Today, Nielsen announced it’s acquiring Marketing Analytics, Inc., a leader in analytics and advanced planning software. The company currently has 52 employees, all of whom will join the Nielsen team. The deal also involves the acquisition of other assets, including software and ongoing client projects.
The acquisition’s goal is to enable Nielsen to better provide marketers of consumer goods with the “most complete and timely view of the impact of media and marketing,” the company says in a release. This would be a distinct advantage when developing marketing plans across channels, including online and offline ads, in-store promotions, and consumer promotions.
“Fast moving consumer goods marketers require advanced, real-time, predictive analytic insight,” said John Lewis, president and CEO, Consumer North America, Nielsen. ”By combining Nielsen’s global reach with Marketing Analytics’ expertise and advanced modeling and scenario planning applications, we can drive increased value for our global clients seeking the optimal marketing mix and spending level to maximize their sales.”
Marketing Analytics, founded in 1991, is headquartered in Evanston, Ill. It has historically helped companies measure their marketing plans’ impact by combining deep modeling with expertise in software applications.

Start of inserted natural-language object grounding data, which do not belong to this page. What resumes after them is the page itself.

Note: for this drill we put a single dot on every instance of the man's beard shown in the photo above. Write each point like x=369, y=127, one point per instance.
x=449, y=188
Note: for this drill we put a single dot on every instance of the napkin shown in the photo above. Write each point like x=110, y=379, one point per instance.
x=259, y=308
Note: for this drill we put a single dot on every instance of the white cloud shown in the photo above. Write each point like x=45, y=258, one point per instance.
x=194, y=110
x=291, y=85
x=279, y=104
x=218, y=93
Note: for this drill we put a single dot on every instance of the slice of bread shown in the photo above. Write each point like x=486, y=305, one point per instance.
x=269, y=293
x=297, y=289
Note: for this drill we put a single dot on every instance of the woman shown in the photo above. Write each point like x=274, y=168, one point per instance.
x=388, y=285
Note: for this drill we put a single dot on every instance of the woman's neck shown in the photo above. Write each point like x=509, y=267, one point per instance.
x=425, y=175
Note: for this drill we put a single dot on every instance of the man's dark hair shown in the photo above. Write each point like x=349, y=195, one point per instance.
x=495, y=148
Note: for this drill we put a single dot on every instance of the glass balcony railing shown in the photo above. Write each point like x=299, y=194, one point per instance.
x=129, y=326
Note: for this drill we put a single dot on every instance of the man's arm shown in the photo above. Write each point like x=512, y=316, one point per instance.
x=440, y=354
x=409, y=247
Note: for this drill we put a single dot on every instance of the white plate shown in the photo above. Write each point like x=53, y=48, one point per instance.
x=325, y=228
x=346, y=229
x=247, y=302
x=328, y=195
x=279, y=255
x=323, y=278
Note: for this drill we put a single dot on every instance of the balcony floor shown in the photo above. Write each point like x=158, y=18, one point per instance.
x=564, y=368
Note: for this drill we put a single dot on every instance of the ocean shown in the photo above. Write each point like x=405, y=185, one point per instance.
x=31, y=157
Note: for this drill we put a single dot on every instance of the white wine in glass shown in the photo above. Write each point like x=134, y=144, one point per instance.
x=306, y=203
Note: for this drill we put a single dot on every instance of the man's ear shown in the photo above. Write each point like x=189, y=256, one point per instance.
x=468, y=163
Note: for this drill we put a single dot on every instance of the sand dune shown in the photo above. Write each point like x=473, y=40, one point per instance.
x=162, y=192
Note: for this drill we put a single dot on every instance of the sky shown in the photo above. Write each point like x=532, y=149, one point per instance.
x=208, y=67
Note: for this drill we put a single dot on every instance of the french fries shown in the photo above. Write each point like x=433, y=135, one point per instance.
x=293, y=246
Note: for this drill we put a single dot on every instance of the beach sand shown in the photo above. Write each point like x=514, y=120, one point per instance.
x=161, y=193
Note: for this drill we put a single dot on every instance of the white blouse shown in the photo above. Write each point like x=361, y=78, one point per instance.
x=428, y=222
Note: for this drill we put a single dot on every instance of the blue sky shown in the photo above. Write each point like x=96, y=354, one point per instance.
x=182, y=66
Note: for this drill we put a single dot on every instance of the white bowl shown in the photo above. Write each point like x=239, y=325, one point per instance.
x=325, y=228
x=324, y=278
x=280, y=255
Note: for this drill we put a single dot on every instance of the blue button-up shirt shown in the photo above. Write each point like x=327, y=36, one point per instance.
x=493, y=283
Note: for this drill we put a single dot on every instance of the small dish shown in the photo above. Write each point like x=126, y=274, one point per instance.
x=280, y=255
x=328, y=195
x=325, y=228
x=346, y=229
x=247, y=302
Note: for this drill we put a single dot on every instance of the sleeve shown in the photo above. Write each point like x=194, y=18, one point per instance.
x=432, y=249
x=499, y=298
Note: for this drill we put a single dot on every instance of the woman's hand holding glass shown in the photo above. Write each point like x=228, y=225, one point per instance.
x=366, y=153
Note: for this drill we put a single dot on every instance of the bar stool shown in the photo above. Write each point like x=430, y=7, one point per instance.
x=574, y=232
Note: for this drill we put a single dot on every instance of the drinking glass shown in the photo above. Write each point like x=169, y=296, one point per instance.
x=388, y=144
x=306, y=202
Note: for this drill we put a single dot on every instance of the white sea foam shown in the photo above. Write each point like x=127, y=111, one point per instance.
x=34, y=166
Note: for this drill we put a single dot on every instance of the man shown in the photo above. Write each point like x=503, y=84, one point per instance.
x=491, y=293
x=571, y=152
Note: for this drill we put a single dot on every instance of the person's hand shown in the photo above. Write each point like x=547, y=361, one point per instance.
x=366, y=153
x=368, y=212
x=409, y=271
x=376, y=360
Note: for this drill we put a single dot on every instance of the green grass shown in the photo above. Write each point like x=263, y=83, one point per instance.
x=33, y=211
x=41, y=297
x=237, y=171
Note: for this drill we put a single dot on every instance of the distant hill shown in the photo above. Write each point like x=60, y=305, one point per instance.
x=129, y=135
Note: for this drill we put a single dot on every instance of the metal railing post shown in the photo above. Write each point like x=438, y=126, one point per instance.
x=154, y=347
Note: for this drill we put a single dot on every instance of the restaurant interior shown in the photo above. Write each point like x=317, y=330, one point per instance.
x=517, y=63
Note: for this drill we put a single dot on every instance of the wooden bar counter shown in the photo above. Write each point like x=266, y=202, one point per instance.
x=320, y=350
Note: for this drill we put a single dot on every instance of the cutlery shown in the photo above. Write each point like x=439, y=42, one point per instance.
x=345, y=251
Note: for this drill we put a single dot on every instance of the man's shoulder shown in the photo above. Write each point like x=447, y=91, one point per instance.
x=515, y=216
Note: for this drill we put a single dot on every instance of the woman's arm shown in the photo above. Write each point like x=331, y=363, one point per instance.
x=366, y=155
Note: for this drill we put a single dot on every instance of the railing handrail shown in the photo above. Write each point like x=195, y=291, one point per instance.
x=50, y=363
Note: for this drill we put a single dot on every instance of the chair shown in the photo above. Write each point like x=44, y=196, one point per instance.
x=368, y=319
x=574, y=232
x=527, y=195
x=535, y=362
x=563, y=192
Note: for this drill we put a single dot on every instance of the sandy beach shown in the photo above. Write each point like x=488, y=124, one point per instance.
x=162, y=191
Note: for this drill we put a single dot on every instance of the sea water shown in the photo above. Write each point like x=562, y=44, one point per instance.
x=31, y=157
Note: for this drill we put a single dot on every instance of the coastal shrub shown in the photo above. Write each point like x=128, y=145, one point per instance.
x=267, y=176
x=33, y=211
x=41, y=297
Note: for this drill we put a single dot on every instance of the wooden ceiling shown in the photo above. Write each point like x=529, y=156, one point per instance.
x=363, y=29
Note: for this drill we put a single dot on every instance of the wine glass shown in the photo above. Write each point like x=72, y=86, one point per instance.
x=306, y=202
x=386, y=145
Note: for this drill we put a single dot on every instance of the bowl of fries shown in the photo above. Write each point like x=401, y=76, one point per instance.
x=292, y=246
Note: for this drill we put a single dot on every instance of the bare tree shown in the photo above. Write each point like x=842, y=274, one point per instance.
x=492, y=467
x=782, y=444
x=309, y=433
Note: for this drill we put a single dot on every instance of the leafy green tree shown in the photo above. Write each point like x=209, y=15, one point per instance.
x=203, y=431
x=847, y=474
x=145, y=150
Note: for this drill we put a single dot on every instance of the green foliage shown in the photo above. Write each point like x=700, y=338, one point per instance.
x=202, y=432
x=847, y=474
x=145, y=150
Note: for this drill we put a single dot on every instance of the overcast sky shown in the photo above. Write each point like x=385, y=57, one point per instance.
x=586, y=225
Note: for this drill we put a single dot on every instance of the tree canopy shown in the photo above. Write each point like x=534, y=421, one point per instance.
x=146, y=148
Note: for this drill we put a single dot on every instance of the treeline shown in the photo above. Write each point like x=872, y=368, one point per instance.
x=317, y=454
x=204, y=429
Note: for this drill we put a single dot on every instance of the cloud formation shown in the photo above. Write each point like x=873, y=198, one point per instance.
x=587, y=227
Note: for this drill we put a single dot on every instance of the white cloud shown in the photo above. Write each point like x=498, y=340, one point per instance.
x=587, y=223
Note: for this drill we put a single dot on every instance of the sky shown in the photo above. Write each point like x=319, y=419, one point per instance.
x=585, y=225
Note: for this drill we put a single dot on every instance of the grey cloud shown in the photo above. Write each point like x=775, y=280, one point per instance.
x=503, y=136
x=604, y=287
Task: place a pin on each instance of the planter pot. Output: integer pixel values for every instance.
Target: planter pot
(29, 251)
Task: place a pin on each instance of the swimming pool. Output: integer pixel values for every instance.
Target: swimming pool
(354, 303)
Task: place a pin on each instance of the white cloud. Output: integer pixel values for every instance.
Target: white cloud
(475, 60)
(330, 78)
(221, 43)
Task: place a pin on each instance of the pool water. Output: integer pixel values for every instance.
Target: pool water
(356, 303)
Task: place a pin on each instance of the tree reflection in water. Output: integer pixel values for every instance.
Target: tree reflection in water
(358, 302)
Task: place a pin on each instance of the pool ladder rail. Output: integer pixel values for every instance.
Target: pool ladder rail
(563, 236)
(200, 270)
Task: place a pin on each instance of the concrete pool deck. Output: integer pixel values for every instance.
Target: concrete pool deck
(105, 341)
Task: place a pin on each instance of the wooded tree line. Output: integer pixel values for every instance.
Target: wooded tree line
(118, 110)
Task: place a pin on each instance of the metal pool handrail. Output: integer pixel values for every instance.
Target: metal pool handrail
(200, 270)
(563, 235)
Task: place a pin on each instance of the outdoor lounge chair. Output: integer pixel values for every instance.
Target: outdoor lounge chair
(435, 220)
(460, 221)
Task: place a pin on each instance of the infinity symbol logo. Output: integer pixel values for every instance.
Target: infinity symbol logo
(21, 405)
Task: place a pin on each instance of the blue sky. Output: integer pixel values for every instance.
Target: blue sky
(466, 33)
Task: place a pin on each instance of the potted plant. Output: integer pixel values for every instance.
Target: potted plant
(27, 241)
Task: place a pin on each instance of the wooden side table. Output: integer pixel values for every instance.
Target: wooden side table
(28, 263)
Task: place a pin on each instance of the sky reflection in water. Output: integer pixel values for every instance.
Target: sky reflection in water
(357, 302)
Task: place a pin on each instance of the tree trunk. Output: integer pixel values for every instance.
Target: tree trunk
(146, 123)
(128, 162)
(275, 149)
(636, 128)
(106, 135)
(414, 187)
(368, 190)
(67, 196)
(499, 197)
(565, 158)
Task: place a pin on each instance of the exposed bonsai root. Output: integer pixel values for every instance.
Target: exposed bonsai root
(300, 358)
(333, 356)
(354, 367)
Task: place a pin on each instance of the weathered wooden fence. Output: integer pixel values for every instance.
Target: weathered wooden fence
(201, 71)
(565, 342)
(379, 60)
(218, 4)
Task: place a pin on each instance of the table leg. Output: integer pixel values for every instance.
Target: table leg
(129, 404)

Terms of the deal were not disclosed.
Nielsen is a leading global provider of information and insights into what consumers watch and buy. Nielsen is a information and measurement company with leading market positions in marketing and consumer information, television and other media measurement, online intelligence, mobile measurement, trade shows and related properties. Nielsen has a presence in approximately 100 countries, with headquarters in New York, USA and Diemen, the Netherlands.